Monday, July 24, 2023

Ottoman troops who suppressed the Ilinden uprising by Macedonian nationalists that broke out in 1903 posed proudly with the heads of the rebels they had killed by beheading in front of them.

   Ottoman troops who crushed the Ilinden uprising by Macedonian nationalists that broke out in 1903 posed proudly with the heads of the rebels they had killed by beheading in front of them. They fought tirelessly to liberate Macedonia, which had been under Ottoman rule. Beheadings were highly valued in medieval Europe. In the 20th century, beheadings were perceived as inhumane and barbaric by Western civilization. Today, capital beheadings were only carried out in the Middle Eastern countries of Qatar, Saudi Arabia, Yemen, and Iran.

 In August 1903, the Ilinden-Preobrazhenie uprising broke out. About 26,408 rebels fought a life-or-death battle against some 350,000 Turkish regular and irregular troops. After about three months of resistance, the uprising was crushed in blood. About 994 rebels were killed or wounded in battle and 4,694 civilians were killed. The Ottoman army suffered about 5,328 killed and wounded in battle. 

 As the power of the Ottoman Empire declined in the 19th century, nationalist ideology spread, causing unrest throughout the Balkans. Greeks, Bulgarians, Serbs, and others established their own schools and built ethnic identity based on language. The Bulgarian and Serbian Orthodox Churches became independent from the Greek Orthodox Church. Slavs in the Balkans were able to go to churches that preached in Slavic rather than Greek. The concept of nationality began to emerge in the Balkans: as a result of uprisings and wars in the 19th century, the kingdoms of Greece, Serbia and Bulgaria became independent from the Ottoman Empire. Macedonia remained within the territory of the Ottoman Empire.

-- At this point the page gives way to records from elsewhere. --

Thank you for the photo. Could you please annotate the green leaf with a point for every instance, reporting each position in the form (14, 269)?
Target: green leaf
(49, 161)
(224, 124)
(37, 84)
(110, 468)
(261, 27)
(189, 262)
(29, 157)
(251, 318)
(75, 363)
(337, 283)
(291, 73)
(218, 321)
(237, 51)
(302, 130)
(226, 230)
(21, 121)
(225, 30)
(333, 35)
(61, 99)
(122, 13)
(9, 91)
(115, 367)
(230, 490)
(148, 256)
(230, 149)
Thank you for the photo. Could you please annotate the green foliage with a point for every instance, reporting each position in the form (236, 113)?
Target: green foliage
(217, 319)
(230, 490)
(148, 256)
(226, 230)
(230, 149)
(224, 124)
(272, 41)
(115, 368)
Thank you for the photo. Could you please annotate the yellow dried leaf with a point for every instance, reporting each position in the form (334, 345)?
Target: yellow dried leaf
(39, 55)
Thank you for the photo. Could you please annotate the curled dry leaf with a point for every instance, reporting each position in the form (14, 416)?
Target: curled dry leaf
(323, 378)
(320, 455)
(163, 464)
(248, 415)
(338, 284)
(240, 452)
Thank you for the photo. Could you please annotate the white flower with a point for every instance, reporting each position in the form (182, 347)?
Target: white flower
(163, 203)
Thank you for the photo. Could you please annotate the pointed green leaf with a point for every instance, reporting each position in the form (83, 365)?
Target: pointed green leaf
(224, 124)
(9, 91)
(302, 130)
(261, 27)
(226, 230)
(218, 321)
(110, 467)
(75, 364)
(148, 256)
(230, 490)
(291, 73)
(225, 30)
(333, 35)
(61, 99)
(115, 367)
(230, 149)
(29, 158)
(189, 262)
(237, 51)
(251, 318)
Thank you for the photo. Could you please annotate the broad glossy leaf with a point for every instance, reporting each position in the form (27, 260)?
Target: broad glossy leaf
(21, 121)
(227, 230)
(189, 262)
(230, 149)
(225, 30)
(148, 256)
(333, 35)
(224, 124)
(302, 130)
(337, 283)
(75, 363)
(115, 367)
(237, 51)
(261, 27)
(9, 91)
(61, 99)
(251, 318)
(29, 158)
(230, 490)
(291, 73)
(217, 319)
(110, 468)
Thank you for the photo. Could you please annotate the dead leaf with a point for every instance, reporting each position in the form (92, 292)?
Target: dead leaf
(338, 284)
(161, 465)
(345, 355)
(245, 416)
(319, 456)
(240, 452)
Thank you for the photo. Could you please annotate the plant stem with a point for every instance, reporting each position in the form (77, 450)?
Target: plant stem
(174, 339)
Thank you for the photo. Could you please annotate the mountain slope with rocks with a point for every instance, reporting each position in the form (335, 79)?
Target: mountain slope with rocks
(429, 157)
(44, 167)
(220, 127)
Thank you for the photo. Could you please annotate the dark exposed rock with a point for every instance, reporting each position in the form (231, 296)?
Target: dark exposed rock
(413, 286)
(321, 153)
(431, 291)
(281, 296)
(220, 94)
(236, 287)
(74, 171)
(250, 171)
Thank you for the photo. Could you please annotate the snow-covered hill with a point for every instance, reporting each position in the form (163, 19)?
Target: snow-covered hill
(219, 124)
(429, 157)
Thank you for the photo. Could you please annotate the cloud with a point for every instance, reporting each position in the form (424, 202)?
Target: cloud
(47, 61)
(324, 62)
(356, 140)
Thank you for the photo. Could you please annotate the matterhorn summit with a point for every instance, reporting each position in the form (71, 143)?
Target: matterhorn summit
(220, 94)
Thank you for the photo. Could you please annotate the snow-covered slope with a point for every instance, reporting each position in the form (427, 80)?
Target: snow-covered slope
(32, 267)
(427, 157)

 In 1893, Slavic revolutionaries living in Macedonia in the Ottoman Empire founded the Internal Macedonian Revolutionary Organization (VMRO), a political revolutionary organization that aimed for the independence of the Macedonian region and its inhabitants. the VMRO was open to any resident of the Macedonian region, regardless of ethnicity or religion, but was mainly With the establishment of the VMRO, a new Macedonian ethnicity was created, separate from the Bulgarian and Greek ethnicity that had been established on the basis of linguistic and religious divisions.

 The VMRO launched a massive uprising against the Ottoman Empire in 1903. It was called the Ilinden Uprising. The Ilinden Uprising spread throughout Macedonia. It was quickly crushed by the Ottoman army, and the VMRO split into two groups: one that continued to insist on Macedonian independence, and a more radical group based in Sofia, the capital of Bulgaria, that sought to annex the country to Bulgaria.

 In the 1910s, the Balkans were embroiled in wars, including the First World War. The collapse of the Ottoman Empire, with the loss of all but the territory of the modern Republic of Turkey, brought major changes to the entire Balkan Peninsula; in 1918, with the dissolution of the Austro-Hungarian Empire, which dominated Central Europe, the southern tip of the Ottoman Empire, populated primarily by Slavs, united with the Kingdom of Serbia, Kingdom of Yugoslavia was established. With the breakup of the Ottoman Empire, Macedonia was divided, with the territory of the modern Republic of North Macedonia becoming part of Yugoslavia, the southern part of Macedonia becoming part of Greece, and the northwestern part becoming part of Bulgaria. Under Yugoslavia, the territory of Macedonia was renamed South Serbia, and the language was considered a Serbian dialect.


 After World War II, in 1946, the Socialist Republic of Macedonia was established as one of the six states comprising the Socialist Federal Republic of Yugoslavia on the territory of the modern-day Republic of North Macedonia. Apart from the Serbian, Bulgarian, and Greek churches, a Macedonian Orthodox church was also established. A national consciousness was created in the new country, and the inhabitants of Macedonia, which fell on the territory of Greece and Bulgaria, were gradually assimilated into their respective nationalities.